Mais comme le dit le verset, “la vérité est venue et l’erreur a disparu”, et si, désormais, l’affaire n’a plus à concerner le Maroc alors que donc cela n’a de toute façon jamais été le cas, il n’en reste pas moins qu’il est de nombreux enseignements à en tirer. Le premier peut-être, et il est sans doute important à souligner, c’est que M. Sanchez semble vraiment sincère dans sa “volonté d’ouvrir une nouvelle étape dans les relations entre” le Maroc et l’Espagne, comme le roi Mohammed VI et lui-même l’avaient réitéré lors de leurs entretiens du 7 avril 2022 au palais royal de la ville de Rabat. Deuxièmement: cette volonté ne semble pas partagée par tous, tant s’en faut. Du point de vue médiatique, ce sont les extrêmes, de droite et de gauche, espagnoles, principalement représentées par les partis Vox et Podemos, qui ont le plus donné de la voix pour, pour l’un, accuser M. Sanchez de “soumission”, et, pour l’autre, de “trahison” à l’égard du soi-disant “peuple sahraoui” du fait de la décision prise par le responsable de commencer à considérer au nom de son pays l’initiative pour la négociation d’un statut d’autonomie au Sahara marocain comme la base la plus sérieuse, réaliste et crédible pour la résolution du différend autour de la région.

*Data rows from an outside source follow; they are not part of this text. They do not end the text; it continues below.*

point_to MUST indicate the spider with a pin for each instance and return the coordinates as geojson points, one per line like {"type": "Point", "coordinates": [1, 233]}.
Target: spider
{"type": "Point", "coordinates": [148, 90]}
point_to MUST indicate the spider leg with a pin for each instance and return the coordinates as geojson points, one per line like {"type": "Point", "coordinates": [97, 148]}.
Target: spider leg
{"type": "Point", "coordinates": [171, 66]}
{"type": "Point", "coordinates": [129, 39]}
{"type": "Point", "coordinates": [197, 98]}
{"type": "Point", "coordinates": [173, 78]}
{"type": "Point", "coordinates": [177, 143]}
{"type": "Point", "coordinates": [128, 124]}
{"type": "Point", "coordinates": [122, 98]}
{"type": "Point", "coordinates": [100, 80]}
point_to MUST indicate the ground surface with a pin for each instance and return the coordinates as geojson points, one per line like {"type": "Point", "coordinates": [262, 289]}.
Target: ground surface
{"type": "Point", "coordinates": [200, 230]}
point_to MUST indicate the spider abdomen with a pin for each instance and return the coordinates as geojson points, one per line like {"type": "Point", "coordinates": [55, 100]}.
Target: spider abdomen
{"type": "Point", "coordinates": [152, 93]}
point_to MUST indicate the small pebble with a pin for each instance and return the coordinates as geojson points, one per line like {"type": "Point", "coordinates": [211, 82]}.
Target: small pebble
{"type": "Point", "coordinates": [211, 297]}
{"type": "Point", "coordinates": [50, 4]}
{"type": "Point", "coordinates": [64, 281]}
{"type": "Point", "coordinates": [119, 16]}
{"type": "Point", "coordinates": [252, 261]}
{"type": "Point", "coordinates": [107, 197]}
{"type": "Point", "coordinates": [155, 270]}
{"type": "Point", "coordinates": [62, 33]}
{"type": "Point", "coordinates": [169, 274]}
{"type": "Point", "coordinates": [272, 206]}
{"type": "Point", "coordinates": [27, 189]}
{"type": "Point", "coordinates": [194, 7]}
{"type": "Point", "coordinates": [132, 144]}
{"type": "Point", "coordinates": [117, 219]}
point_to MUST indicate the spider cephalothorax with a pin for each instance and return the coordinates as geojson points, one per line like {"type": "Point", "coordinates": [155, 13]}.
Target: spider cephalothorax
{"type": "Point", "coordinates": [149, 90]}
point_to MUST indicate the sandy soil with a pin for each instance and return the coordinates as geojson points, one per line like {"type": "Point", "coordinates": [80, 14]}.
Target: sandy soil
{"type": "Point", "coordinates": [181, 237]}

Mais autant ces parties ne font en vérité que surfer sur une vague dont elles se trouvent électoralement au creux et qu’aux dernières nouvelles l’extrême gauche notamment, en dehors de coups d’éclat tels la réception le 28 avril 2022 par le coordinateur fédéral du parti d’Izquierda Unida (IU) et ministre de la Communication, Alberto Garzon, d’une délégation du Polisario, n’a pas renoncé à l’alliance qui lui avait permis en janvier 2020 de former le gouvernement présidé depuis lors par M. Sanchez, c’est sans doute du côté de l’État profond espagnol, dont le CNI n’est qu’un élément, qu’il faut s’attendre à de véritables tentatives de nuisance. On a pu le ressentir dans la campagne médiatique lancée à son encontre aussitôt la sortie de M. Bolaños actée, le Maroc continue encore pour certains de faire figure d’ennemi, certes pas de façon aussi ridicule que ce que l’on peut voir du côté de l’Algérie, où l’installation en décembre 2019 du président Abdelmadjid Tebboune a donné lieu à une hystérie quasiment sans pareille dans l’histoire pourtant agitée des relations avec le Royaume, mais avec un degré de suspicion non moindre.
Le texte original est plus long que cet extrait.